PCOS cases exhibit an adverse coronary heart disease (CHD) profile at an early age, including insulin resistance, dyslipidemia and increased central adiposity.
It can be hypothesized that the menopausal transition, whether natural or surgical, may provide an additional “insult”, resulting in greater cumulative risk to their vasculature. Coronary artery calcification (CAC), a measure of subclinical atherosclerosis (SCA), was measured by electron beam tomography in 149 PCOS cases and 166 controls (mean age 47.3 and 49.4 respectively).
Cases had a higher prevalence of CAC (63.1%) compared to controls (41.0%), (p = 0.037) after adjustment for age and BMI. A total of 22 cases and 39 controls had undergone natural menopause, 12 cases and 26 controls underwent surgical menopause (with biochemical confirmation) and 115 cases and 101 controls reported being currently premenopausal.
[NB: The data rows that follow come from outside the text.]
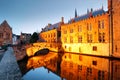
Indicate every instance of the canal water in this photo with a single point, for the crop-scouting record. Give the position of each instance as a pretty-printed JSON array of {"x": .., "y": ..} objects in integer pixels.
[{"x": 69, "y": 66}]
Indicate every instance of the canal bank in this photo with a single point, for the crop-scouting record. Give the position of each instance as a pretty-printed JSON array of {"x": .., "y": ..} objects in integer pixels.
[{"x": 9, "y": 69}]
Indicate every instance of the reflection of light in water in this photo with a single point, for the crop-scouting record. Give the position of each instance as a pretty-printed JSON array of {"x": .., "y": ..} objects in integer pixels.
[
  {"x": 78, "y": 67},
  {"x": 40, "y": 74},
  {"x": 39, "y": 61}
]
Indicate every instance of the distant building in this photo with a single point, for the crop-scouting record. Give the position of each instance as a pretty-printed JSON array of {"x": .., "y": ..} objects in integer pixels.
[
  {"x": 25, "y": 38},
  {"x": 94, "y": 33},
  {"x": 16, "y": 39},
  {"x": 5, "y": 33},
  {"x": 51, "y": 35}
]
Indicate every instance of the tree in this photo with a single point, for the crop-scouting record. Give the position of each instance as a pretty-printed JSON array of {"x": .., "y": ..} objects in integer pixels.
[{"x": 34, "y": 37}]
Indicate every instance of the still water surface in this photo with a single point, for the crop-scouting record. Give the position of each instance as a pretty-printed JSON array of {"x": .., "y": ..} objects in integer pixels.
[{"x": 68, "y": 66}]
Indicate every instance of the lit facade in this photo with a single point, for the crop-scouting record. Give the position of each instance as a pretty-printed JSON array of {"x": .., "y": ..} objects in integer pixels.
[
  {"x": 95, "y": 33},
  {"x": 89, "y": 35},
  {"x": 5, "y": 33},
  {"x": 51, "y": 35},
  {"x": 25, "y": 38}
]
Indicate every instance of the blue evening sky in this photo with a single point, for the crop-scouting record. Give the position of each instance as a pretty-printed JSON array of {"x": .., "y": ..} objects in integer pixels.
[{"x": 28, "y": 16}]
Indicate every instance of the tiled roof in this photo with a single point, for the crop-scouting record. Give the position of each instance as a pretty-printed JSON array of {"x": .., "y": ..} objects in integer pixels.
[
  {"x": 87, "y": 15},
  {"x": 51, "y": 26}
]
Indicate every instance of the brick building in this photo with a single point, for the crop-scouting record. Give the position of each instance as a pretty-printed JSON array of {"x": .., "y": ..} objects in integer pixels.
[
  {"x": 5, "y": 33},
  {"x": 94, "y": 33}
]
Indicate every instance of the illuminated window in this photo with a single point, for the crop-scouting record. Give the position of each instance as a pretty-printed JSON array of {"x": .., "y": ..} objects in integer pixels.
[
  {"x": 1, "y": 35},
  {"x": 71, "y": 39},
  {"x": 79, "y": 68},
  {"x": 79, "y": 28},
  {"x": 103, "y": 24},
  {"x": 79, "y": 39},
  {"x": 65, "y": 40},
  {"x": 99, "y": 26},
  {"x": 94, "y": 48},
  {"x": 101, "y": 37},
  {"x": 94, "y": 63},
  {"x": 65, "y": 32},
  {"x": 89, "y": 27},
  {"x": 69, "y": 48},
  {"x": 71, "y": 30},
  {"x": 89, "y": 38}
]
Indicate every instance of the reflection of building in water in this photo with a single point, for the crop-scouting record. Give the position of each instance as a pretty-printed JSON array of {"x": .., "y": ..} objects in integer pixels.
[
  {"x": 116, "y": 70},
  {"x": 39, "y": 61},
  {"x": 77, "y": 67},
  {"x": 94, "y": 33}
]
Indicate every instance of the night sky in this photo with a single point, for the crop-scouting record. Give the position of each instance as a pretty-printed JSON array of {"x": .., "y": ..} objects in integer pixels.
[{"x": 29, "y": 16}]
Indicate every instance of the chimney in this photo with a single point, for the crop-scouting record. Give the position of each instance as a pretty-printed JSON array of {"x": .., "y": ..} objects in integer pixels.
[
  {"x": 62, "y": 19},
  {"x": 49, "y": 25}
]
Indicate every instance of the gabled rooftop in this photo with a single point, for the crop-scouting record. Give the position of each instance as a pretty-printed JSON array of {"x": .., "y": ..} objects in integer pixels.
[
  {"x": 51, "y": 26},
  {"x": 87, "y": 15},
  {"x": 5, "y": 24}
]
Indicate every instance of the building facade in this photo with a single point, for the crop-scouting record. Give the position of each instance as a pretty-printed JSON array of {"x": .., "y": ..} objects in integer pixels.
[
  {"x": 51, "y": 35},
  {"x": 94, "y": 33},
  {"x": 25, "y": 38},
  {"x": 88, "y": 34},
  {"x": 5, "y": 33}
]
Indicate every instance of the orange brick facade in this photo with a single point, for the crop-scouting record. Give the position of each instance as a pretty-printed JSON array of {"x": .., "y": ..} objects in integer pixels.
[
  {"x": 5, "y": 33},
  {"x": 98, "y": 34}
]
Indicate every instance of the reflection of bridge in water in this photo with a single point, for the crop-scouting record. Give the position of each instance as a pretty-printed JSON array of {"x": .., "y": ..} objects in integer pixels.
[
  {"x": 56, "y": 47},
  {"x": 78, "y": 67}
]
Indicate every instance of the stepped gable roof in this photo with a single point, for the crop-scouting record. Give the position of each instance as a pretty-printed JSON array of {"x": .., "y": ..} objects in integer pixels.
[
  {"x": 87, "y": 15},
  {"x": 5, "y": 24},
  {"x": 51, "y": 26}
]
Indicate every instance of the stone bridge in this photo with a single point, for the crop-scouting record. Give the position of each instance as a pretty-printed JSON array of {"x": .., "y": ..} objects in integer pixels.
[{"x": 38, "y": 46}]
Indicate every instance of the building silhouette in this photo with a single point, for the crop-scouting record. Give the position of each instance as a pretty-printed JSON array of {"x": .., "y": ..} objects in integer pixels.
[
  {"x": 5, "y": 33},
  {"x": 94, "y": 33}
]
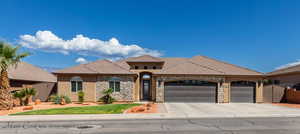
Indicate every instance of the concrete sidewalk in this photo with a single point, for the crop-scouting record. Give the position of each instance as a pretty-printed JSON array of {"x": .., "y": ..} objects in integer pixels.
[{"x": 178, "y": 111}]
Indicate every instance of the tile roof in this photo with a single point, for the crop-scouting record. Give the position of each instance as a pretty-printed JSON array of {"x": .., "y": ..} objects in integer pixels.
[
  {"x": 200, "y": 65},
  {"x": 28, "y": 72},
  {"x": 144, "y": 58},
  {"x": 189, "y": 68},
  {"x": 97, "y": 67},
  {"x": 292, "y": 69},
  {"x": 226, "y": 68}
]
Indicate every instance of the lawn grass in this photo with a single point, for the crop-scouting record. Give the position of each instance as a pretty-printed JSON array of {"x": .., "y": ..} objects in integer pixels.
[{"x": 102, "y": 109}]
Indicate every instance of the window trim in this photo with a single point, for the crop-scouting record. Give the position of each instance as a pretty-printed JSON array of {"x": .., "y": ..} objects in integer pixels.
[
  {"x": 115, "y": 80},
  {"x": 76, "y": 79}
]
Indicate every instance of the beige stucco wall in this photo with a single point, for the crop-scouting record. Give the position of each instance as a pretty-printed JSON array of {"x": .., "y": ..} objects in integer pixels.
[
  {"x": 287, "y": 79},
  {"x": 88, "y": 85},
  {"x": 226, "y": 89}
]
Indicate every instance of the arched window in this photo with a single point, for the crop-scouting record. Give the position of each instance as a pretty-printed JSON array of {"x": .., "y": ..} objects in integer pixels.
[
  {"x": 76, "y": 84},
  {"x": 114, "y": 84}
]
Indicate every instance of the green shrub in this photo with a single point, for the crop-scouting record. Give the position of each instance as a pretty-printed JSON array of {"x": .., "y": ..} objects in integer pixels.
[
  {"x": 81, "y": 96},
  {"x": 19, "y": 95},
  {"x": 107, "y": 98},
  {"x": 67, "y": 99},
  {"x": 24, "y": 95},
  {"x": 29, "y": 92}
]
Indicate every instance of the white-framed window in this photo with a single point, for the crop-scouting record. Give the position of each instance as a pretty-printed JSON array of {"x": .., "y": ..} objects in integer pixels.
[
  {"x": 114, "y": 84},
  {"x": 76, "y": 84}
]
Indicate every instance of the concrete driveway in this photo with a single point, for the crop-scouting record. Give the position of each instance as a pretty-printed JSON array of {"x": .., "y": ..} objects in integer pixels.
[{"x": 229, "y": 110}]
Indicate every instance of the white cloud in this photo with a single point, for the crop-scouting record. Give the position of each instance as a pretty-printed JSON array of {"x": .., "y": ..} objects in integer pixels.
[
  {"x": 288, "y": 65},
  {"x": 112, "y": 49},
  {"x": 81, "y": 60}
]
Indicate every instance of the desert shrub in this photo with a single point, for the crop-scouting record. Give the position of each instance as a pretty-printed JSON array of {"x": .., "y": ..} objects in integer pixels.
[
  {"x": 24, "y": 95},
  {"x": 19, "y": 95},
  {"x": 107, "y": 98},
  {"x": 67, "y": 99},
  {"x": 81, "y": 96},
  {"x": 29, "y": 92}
]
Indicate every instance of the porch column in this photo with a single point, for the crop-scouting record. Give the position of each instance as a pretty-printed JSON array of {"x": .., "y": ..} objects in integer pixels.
[
  {"x": 259, "y": 92},
  {"x": 226, "y": 88},
  {"x": 160, "y": 89},
  {"x": 220, "y": 93}
]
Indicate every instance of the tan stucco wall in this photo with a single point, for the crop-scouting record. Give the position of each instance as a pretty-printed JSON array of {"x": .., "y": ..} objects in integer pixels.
[
  {"x": 257, "y": 80},
  {"x": 88, "y": 85},
  {"x": 287, "y": 79}
]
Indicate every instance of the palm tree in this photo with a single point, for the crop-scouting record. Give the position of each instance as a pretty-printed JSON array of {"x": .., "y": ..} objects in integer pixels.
[{"x": 9, "y": 56}]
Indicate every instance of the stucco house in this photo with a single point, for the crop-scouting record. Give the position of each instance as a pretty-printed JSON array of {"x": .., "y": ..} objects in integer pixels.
[
  {"x": 147, "y": 78},
  {"x": 280, "y": 79},
  {"x": 26, "y": 75},
  {"x": 289, "y": 76}
]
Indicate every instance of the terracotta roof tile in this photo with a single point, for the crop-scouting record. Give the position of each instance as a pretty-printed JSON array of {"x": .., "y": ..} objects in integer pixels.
[
  {"x": 226, "y": 68},
  {"x": 28, "y": 72},
  {"x": 144, "y": 58},
  {"x": 97, "y": 67},
  {"x": 292, "y": 69}
]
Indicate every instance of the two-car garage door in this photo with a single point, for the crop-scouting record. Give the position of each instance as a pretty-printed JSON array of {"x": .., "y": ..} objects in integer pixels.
[
  {"x": 190, "y": 91},
  {"x": 206, "y": 92}
]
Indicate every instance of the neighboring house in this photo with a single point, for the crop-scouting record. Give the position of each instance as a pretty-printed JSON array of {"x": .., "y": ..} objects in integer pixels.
[
  {"x": 147, "y": 78},
  {"x": 28, "y": 76},
  {"x": 279, "y": 80},
  {"x": 289, "y": 76}
]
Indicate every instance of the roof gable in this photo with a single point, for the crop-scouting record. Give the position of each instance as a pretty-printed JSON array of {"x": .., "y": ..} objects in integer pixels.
[
  {"x": 97, "y": 67},
  {"x": 189, "y": 68},
  {"x": 28, "y": 72},
  {"x": 291, "y": 69},
  {"x": 226, "y": 68},
  {"x": 144, "y": 58}
]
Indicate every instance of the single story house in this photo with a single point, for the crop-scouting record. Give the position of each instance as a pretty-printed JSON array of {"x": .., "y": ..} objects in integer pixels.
[
  {"x": 288, "y": 77},
  {"x": 147, "y": 78},
  {"x": 28, "y": 76},
  {"x": 279, "y": 80}
]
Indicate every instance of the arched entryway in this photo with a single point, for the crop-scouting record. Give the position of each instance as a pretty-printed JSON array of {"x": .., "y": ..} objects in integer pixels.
[
  {"x": 191, "y": 91},
  {"x": 243, "y": 92},
  {"x": 146, "y": 88}
]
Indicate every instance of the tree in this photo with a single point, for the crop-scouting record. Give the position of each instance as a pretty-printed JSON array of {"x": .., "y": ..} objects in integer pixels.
[{"x": 9, "y": 56}]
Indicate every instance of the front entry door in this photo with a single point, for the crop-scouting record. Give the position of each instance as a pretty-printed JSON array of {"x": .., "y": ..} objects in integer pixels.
[{"x": 146, "y": 89}]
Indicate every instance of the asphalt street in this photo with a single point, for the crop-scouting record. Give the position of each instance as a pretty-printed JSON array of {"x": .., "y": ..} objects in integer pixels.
[{"x": 280, "y": 125}]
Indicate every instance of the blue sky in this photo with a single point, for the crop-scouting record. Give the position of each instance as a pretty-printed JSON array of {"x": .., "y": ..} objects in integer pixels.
[{"x": 258, "y": 34}]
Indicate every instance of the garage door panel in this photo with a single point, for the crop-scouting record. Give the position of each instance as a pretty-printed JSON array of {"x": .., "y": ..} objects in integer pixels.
[
  {"x": 191, "y": 99},
  {"x": 242, "y": 94},
  {"x": 180, "y": 93}
]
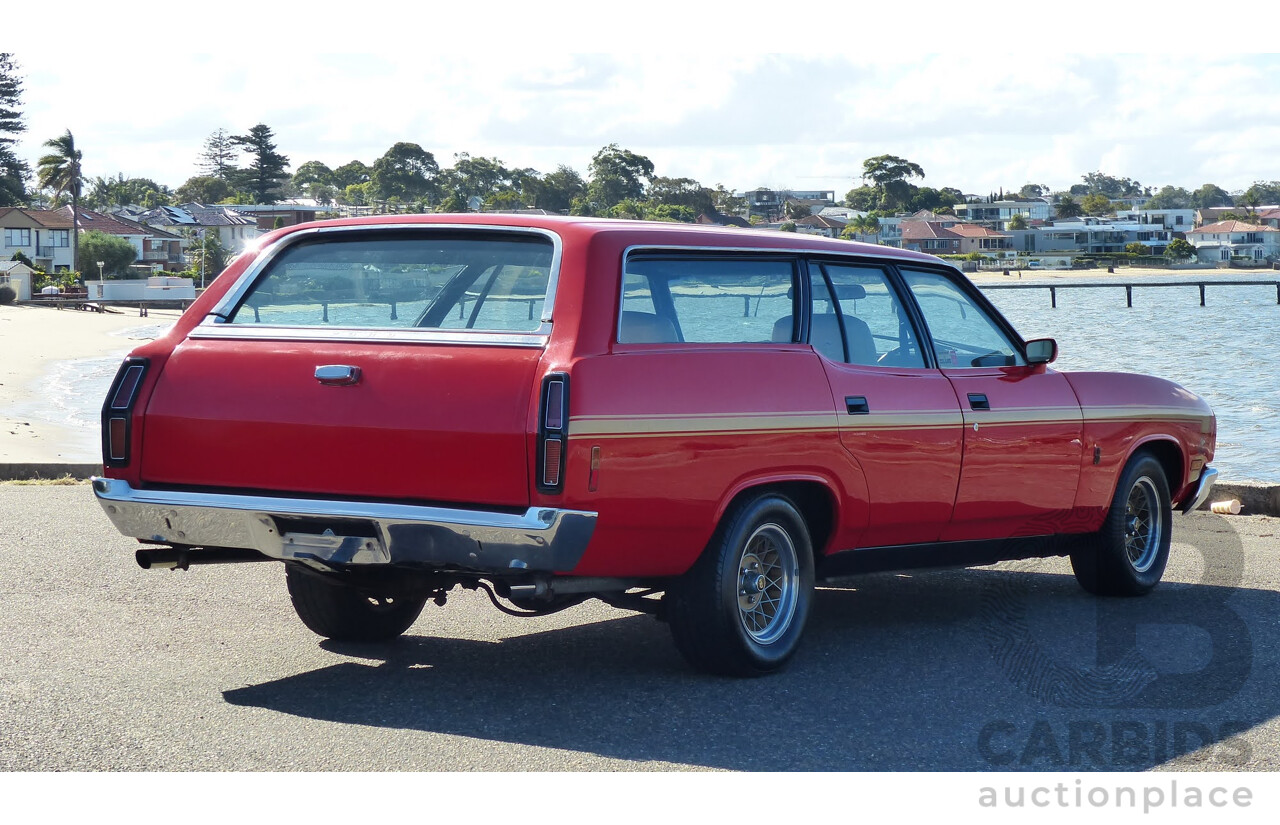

There was a significant difference in CAC values between cases and controls in all three-menopause categories including pre-menopausal, surgically induced and natural menopause (p < 0.001).
Duration since menopause (years) and use of hormone replacement therapy were not different between cases and controls for the two menopause groups.
Logistic regression was carried out with CAC (< or = 10 vs > 10) as the dependent variable, and independent variables: PCOS status, current age, BMI, and menopausal status, (pre-menopause, surgical and natural menopause) and selected CHD risk factors.
The data indicate that women with PCOS exhibit significantly increased CAC compared to controls after adjustment for age and BMI and menopausal status.
PCOS status and fasting glucose were significant risk factors for CAC (p < 0.05). Both natural and surgical menopause were independent risk factors for CAC as well (p < 0.01). HDLT was of borderline significance, p < 0.10.
Further follow-up of this cohort will be valuable in determining whether PCOS status continues to affect cardiovascular risk as they undergo the menopausal transition.